By Paul Hannon
Russia’s central bank cut its key interest rate for a third time since early April as it sought to steady a strengthening ruble and support a faltering economy.
The Bank of Russia Thursday lowered its key interest rate to 11% from 14%. Following two rate cuts in April, that largely reverses a doubling of the key rate in the immediate aftermath of Russia’s invasion of Ukraine and the Western sanctions that it provoked.
The initial hike to 20% from 9.5% in late February was intended to support a rapidly weakening ruble (XTUP:USDRUB) and limit a surge in inflation as imports became more expensive. But the ruble has since regained lost ground and made some gains as Russia’s foreign currency revenues from exports of oil and gas have surged thanks to higher prices.
“Inflationary pressure eases on the back of the ruble exchange rate dynamics as well as the noticeable decline in inflation expectations of households and businesses,” the central bank said in a statement.

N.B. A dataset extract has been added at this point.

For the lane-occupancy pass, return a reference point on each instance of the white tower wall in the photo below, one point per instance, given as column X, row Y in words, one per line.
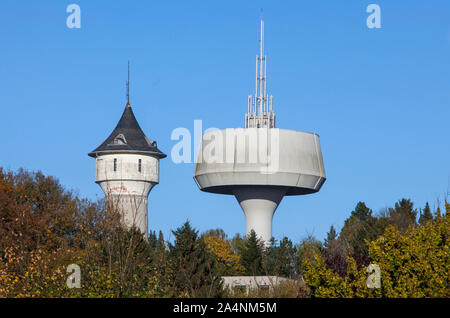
column 126, row 187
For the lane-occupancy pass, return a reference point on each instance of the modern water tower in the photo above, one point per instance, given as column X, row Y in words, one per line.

But while the currency and the country’s financial system have stabilized, the outlook for the economy is gloomy, with Western sanctions limiting the country’s ability to import needed goods, services, parts and equipment. The United Nations last week said it expects Russia’s economy to contract by 10.6% this year.
“External conditions for the Russian economy are still challenging, considerably constraining economic activity,” the Bank of Russia said.